The Improving Maternal Health Measurement Capacity and Use (IMHM) project, a three-year project launched in 2017 by the Women & Health Initiative of the Harvard T. H. Chan School of Public Health, offers one powerful example. Specifically, the IMHM project works to advance maternal health measurement capacity and accelerate progress toward ending preventable maternal mortality by developing and validating indicators focused on oft-neglected social, economic and political determinants.

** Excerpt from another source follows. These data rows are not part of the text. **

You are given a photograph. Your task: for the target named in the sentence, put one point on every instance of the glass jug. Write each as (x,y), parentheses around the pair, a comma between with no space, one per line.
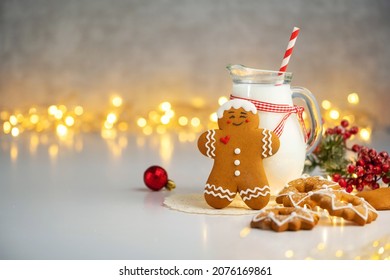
(273,96)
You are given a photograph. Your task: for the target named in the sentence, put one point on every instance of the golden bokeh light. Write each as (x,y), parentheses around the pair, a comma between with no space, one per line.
(326,104)
(78,110)
(183,120)
(365,134)
(141,122)
(13,120)
(165,119)
(7,127)
(69,121)
(117,101)
(353,98)
(165,106)
(195,122)
(52,110)
(111,118)
(15,132)
(61,130)
(34,118)
(334,114)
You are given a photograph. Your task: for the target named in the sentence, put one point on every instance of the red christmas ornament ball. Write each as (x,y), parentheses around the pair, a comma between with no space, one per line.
(155,178)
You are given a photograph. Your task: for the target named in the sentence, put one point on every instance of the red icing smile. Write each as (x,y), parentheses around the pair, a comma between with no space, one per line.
(225,139)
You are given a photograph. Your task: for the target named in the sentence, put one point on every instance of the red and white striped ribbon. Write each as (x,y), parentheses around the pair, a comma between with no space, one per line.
(289,49)
(278,108)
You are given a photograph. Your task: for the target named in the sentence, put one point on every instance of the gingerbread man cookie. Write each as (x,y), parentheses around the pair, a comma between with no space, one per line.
(238,148)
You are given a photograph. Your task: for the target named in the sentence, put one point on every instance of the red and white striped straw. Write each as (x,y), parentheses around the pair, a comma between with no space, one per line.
(289,49)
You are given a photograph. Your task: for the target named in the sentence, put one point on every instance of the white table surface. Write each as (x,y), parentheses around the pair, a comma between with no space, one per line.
(86,199)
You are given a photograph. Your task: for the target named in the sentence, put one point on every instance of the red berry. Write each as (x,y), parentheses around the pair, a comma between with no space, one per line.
(363,151)
(346,135)
(351,168)
(349,188)
(372,153)
(344,123)
(377,170)
(360,162)
(354,130)
(360,187)
(343,183)
(336,177)
(356,148)
(384,154)
(359,171)
(338,130)
(375,186)
(329,131)
(369,178)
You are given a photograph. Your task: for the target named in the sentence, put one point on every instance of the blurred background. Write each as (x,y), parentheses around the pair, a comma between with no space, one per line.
(152,66)
(93,92)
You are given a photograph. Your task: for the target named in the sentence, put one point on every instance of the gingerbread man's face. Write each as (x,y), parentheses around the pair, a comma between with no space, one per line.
(238,119)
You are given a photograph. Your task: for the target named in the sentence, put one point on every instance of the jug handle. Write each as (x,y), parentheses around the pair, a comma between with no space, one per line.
(314,114)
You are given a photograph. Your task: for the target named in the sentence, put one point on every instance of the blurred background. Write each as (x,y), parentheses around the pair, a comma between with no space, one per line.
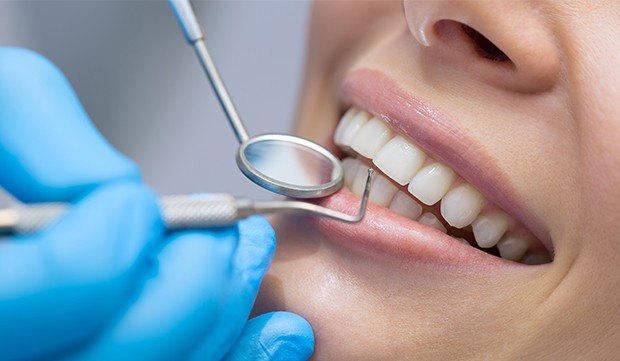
(144,89)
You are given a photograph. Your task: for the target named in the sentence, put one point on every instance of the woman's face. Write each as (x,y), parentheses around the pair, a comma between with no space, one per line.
(497,122)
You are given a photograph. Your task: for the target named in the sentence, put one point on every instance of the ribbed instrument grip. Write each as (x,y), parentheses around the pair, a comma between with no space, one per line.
(32,218)
(195,211)
(199,211)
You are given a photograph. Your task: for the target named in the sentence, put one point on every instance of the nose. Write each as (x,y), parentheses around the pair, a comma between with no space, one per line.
(504,43)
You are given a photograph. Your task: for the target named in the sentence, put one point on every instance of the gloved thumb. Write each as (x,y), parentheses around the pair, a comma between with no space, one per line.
(274,336)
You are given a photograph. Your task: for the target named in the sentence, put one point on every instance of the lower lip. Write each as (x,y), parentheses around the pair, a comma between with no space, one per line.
(383,233)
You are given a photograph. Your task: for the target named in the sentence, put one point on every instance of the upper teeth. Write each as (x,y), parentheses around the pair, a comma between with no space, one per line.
(428,181)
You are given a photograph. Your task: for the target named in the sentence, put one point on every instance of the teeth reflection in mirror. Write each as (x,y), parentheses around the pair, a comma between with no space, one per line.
(431,183)
(461,205)
(512,248)
(359,181)
(382,191)
(489,228)
(351,128)
(405,206)
(344,123)
(399,159)
(349,165)
(430,220)
(371,137)
(536,258)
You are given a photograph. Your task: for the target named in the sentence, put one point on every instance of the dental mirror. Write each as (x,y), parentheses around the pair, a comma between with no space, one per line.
(284,164)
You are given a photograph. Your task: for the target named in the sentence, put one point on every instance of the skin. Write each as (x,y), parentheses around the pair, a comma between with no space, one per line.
(551,123)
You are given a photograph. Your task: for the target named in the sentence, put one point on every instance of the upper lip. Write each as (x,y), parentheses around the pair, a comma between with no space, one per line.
(440,136)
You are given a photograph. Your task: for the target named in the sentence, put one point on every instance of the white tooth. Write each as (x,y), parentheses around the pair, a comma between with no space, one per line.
(405,206)
(371,138)
(462,240)
(431,183)
(344,123)
(461,205)
(359,181)
(352,128)
(489,228)
(399,159)
(349,165)
(512,248)
(536,258)
(382,191)
(430,220)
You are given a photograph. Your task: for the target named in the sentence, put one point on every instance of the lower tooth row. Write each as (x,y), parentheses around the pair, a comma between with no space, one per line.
(489,229)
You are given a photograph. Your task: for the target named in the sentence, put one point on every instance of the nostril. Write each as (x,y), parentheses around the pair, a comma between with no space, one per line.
(462,36)
(483,46)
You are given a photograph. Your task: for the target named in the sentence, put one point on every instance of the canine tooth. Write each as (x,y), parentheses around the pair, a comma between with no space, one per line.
(431,183)
(351,128)
(382,191)
(405,206)
(461,205)
(536,258)
(372,136)
(430,220)
(399,159)
(344,123)
(349,165)
(359,180)
(489,228)
(512,248)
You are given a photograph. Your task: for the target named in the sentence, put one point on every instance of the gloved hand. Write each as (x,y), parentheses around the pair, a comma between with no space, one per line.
(106,282)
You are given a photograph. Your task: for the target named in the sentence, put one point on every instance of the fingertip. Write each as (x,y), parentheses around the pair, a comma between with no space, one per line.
(257,243)
(49,149)
(275,336)
(107,232)
(257,226)
(288,336)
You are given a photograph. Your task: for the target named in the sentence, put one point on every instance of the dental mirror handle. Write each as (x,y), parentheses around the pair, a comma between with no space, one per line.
(194,35)
(198,211)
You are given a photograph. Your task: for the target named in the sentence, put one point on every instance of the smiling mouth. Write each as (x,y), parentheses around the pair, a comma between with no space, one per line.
(413,186)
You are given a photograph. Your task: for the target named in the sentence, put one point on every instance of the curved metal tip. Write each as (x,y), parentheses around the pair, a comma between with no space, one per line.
(316,210)
(362,211)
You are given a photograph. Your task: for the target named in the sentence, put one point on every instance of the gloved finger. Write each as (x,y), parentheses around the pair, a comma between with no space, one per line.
(274,336)
(49,149)
(60,287)
(250,262)
(177,306)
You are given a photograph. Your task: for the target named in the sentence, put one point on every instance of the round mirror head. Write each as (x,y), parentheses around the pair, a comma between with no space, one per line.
(290,166)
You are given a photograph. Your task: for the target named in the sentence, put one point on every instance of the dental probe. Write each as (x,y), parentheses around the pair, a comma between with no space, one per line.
(183,211)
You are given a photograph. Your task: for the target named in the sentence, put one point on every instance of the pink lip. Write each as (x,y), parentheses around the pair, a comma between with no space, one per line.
(387,234)
(440,136)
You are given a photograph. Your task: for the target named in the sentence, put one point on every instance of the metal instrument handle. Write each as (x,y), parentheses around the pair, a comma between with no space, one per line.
(178,212)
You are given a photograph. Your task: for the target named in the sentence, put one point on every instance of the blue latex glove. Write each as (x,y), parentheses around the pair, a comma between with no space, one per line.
(105,282)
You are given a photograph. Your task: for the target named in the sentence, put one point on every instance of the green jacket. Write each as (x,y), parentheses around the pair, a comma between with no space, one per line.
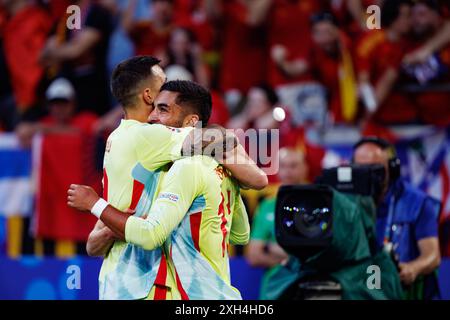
(351,253)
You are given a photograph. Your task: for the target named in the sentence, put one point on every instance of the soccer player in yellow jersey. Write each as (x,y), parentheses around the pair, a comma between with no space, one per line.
(134,160)
(197,213)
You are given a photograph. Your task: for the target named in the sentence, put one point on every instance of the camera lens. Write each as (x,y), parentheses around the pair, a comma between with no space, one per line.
(306,216)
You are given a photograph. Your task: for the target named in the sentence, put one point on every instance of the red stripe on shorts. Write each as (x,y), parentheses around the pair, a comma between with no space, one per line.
(138,188)
(196,220)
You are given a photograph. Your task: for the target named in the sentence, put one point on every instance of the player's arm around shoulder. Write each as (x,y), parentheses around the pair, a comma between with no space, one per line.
(240,226)
(179,188)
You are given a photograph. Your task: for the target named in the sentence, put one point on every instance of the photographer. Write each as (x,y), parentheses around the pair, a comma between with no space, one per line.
(406,221)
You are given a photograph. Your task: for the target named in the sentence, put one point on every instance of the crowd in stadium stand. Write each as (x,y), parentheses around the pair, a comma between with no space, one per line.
(313,61)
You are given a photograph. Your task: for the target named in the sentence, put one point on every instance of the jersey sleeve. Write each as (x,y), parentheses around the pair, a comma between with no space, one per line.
(179,188)
(157,145)
(240,227)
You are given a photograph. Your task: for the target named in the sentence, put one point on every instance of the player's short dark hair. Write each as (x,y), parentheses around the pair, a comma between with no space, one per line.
(192,96)
(127,76)
(431,4)
(390,11)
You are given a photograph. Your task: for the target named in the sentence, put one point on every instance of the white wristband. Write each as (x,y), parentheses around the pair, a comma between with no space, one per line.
(98,207)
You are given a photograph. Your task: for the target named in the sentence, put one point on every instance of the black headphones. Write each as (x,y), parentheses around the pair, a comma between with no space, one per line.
(394,163)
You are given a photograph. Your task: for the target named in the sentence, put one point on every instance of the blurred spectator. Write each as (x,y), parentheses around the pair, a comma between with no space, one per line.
(24,35)
(299,92)
(192,15)
(433,105)
(406,222)
(263,112)
(331,62)
(352,15)
(242,42)
(64,155)
(62,114)
(183,50)
(263,249)
(80,55)
(258,110)
(440,40)
(150,37)
(379,58)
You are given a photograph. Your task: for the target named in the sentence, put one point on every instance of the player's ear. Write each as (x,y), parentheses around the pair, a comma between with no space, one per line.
(192,120)
(147,96)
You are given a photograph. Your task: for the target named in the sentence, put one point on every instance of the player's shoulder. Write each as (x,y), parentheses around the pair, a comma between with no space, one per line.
(197,161)
(151,130)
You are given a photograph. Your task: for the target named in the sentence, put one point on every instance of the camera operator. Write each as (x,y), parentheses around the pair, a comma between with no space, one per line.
(407,221)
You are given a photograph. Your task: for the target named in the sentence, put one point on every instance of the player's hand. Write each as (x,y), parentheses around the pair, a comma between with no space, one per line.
(81,197)
(408,273)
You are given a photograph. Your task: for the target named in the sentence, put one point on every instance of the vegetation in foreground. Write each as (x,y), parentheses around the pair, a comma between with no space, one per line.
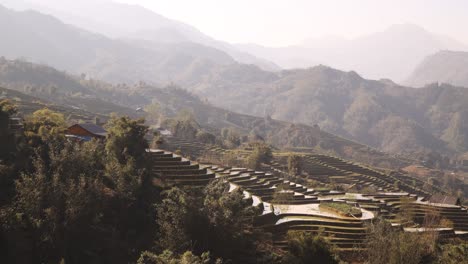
(95,202)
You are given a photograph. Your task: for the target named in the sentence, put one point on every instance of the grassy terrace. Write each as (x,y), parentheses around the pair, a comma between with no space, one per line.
(343,208)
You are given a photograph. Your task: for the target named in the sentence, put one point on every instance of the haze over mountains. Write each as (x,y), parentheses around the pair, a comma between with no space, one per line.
(392,53)
(381,113)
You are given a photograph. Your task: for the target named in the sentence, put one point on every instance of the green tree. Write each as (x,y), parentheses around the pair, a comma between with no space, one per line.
(174,219)
(261,154)
(154,113)
(126,140)
(206,137)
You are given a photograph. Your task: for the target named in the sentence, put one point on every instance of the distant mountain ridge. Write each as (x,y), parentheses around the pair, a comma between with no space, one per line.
(392,53)
(127,21)
(381,113)
(444,67)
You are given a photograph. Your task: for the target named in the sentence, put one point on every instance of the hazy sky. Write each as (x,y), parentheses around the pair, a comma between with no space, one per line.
(284,22)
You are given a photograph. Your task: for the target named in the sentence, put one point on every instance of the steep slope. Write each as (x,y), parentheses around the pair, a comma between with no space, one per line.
(42,38)
(444,66)
(131,21)
(56,87)
(392,53)
(378,113)
(83,99)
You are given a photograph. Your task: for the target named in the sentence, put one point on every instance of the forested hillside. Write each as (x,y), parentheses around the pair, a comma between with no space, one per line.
(441,67)
(381,113)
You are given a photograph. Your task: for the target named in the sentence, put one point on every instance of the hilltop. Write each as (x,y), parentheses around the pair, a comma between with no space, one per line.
(391,53)
(380,113)
(93,96)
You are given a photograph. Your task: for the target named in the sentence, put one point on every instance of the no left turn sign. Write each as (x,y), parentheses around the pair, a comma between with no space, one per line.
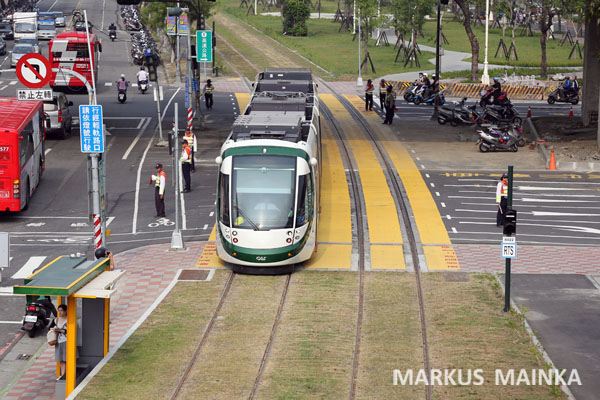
(33,70)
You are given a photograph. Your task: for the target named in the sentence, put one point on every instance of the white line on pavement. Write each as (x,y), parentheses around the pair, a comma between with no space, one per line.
(29,267)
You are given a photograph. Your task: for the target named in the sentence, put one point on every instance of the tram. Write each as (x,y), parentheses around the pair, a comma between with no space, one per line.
(268,189)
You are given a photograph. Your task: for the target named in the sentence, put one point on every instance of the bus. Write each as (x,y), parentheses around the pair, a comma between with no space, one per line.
(22,159)
(69,50)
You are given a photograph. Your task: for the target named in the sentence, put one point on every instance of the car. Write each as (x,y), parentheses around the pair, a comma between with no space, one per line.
(33,42)
(80,26)
(6,31)
(47,32)
(19,51)
(59,19)
(59,114)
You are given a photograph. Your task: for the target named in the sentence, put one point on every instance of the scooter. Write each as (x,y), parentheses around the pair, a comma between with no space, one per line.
(37,317)
(143,86)
(429,100)
(496,140)
(122,96)
(570,97)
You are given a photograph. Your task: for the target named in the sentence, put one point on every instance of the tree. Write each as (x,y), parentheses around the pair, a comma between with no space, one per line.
(464,7)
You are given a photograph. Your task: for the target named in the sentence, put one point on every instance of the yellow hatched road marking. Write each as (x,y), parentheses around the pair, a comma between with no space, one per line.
(380,207)
(427,217)
(243,99)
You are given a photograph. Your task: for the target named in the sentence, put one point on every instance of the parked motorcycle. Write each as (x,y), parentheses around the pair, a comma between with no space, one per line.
(570,97)
(38,316)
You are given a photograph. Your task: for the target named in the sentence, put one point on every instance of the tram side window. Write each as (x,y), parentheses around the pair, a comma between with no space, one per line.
(224,199)
(26,143)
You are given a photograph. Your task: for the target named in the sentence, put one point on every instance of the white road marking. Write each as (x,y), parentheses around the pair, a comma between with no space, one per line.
(132,145)
(29,267)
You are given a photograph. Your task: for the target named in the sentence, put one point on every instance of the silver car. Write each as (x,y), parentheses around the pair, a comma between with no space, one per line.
(19,51)
(59,114)
(47,32)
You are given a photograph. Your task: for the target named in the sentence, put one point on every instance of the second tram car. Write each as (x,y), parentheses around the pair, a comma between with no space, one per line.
(269,176)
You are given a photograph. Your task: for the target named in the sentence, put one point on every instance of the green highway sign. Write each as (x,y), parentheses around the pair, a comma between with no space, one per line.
(204,46)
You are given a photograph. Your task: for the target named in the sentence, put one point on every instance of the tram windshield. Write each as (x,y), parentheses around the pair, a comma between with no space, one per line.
(263,192)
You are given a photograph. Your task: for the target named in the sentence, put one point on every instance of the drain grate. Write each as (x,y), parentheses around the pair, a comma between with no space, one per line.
(193,275)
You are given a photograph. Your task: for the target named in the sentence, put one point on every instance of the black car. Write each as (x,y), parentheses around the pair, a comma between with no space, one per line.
(6,31)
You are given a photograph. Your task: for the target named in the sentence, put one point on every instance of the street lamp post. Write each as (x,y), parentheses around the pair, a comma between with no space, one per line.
(485,78)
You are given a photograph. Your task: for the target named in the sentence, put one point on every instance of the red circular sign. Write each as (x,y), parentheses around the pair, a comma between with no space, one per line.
(33,70)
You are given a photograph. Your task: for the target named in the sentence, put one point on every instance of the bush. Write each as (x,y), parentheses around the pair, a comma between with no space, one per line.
(295,14)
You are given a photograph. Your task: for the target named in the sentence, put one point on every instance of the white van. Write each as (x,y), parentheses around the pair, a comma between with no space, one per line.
(25,25)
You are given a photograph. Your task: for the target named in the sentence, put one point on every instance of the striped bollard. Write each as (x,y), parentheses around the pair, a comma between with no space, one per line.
(97,231)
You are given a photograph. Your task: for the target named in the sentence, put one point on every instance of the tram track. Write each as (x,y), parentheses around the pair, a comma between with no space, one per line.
(396,187)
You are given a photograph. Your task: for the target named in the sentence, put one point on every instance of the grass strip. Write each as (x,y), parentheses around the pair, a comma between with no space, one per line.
(229,362)
(391,336)
(150,363)
(312,353)
(467,330)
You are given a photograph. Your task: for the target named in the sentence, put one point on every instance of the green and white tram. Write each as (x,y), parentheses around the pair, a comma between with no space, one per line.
(268,185)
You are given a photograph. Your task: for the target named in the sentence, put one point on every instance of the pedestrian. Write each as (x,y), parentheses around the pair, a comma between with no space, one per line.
(369,96)
(390,105)
(382,91)
(160,183)
(186,165)
(59,325)
(190,138)
(502,199)
(208,89)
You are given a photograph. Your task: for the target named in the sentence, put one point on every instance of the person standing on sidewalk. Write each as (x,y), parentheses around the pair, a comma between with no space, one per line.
(190,138)
(369,95)
(501,199)
(208,89)
(186,166)
(160,183)
(390,105)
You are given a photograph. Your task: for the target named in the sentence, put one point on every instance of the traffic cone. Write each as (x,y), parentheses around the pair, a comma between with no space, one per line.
(552,165)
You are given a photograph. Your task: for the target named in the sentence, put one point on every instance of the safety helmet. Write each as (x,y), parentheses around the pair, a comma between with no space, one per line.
(100,253)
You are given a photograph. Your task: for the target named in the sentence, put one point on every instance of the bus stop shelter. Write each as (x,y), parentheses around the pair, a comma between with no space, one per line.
(73,278)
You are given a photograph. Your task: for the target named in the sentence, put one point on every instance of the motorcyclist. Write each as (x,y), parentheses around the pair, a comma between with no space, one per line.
(142,76)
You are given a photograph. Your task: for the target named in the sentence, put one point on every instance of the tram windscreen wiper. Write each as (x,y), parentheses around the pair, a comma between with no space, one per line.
(254,226)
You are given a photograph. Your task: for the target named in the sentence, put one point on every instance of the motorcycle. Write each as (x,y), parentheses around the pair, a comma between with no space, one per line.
(143,86)
(570,97)
(122,96)
(429,100)
(496,140)
(38,316)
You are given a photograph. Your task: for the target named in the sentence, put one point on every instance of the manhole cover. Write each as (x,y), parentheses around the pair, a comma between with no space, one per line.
(193,275)
(456,277)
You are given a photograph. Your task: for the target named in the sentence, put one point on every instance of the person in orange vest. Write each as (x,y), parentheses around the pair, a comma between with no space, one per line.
(501,199)
(190,138)
(160,183)
(369,95)
(186,165)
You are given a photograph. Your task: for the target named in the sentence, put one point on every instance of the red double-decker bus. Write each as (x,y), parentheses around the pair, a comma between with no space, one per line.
(69,50)
(22,159)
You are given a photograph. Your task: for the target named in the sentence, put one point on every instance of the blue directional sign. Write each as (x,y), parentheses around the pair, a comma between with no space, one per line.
(92,133)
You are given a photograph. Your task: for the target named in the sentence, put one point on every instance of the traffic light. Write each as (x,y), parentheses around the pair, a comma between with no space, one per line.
(510,222)
(152,63)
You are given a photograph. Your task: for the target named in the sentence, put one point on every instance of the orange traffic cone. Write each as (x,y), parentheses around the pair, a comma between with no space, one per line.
(552,164)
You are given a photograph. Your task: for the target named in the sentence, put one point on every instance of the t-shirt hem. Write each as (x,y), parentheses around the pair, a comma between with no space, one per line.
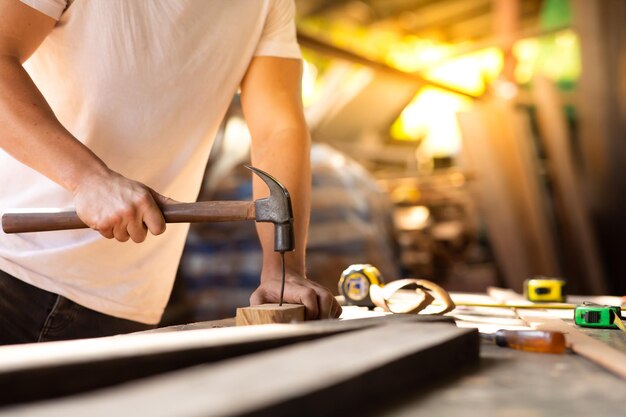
(98,304)
(48,7)
(279,49)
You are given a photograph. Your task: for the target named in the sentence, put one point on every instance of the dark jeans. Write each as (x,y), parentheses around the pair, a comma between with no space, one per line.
(29,314)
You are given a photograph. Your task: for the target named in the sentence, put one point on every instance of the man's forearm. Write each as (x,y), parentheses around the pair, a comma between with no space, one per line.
(285,154)
(31,133)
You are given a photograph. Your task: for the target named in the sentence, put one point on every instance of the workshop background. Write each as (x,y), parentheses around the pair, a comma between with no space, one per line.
(468,142)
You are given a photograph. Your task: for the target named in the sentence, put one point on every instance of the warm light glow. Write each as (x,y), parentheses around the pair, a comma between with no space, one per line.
(432,115)
(411,218)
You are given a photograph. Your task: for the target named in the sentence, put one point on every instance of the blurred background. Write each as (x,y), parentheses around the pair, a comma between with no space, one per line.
(468,142)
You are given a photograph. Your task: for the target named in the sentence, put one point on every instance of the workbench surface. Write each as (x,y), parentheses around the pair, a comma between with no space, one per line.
(503,383)
(511,383)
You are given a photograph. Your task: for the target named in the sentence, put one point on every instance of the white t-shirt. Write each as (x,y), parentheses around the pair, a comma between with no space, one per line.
(144,84)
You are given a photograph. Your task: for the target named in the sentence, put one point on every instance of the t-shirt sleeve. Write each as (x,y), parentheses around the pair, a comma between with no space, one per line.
(279,33)
(52,8)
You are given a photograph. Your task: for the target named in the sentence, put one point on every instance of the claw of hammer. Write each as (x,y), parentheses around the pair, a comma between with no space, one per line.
(276,209)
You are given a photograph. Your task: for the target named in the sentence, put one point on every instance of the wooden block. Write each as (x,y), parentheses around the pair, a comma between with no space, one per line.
(269,314)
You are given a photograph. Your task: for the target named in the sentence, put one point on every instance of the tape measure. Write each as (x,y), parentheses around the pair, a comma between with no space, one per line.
(545,289)
(355,283)
(363,285)
(598,316)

As a collaborator on the IMHM project, White Ribbon Alliance and the FCI program of Management Sciences for Health (MSH) have worked closely with the Women & Health Initiative, local partners and multilateral organizations including WHO and the United Nations Population Fund, to organize a series of multi-stakeholder dialogues on national maternal health. These dialogues have sought to better understand different countries’ specific needs and interests related to maternal health monitoring and to discuss adoption and use of prioritized indicators to inform strategic decisions about maternal health investments and programs. In partnership with national ministries of health, the project has convened dialogues in Kenya, Cote d’IvoireBangladesh, India, and Mexico, and two more are planned for late 2019 and early 2020 in Pakistan and Nigeria, respectively.

Dialogues have reinvigorated country-based discussion on ending preventable maternal deaths, social determinants and measurement priorities, while bringing concrete action. In Kenya, decision-makers are now negotiating adding EPMM indicators to the country’s main register of indicators, thanks in part to the dialogue. In Cote d’Ivoire, the dialogue accelerated and informed the Ministry of Health’s efforts to develop a national operational plan to reduce maternal and newborn mortality.

There’s a saying that what gets measured matters. We owe it to the world’s women and girls to measure the social and structural issues that impede maternal well-being and survival and to use data to advocate for meaningful solutions.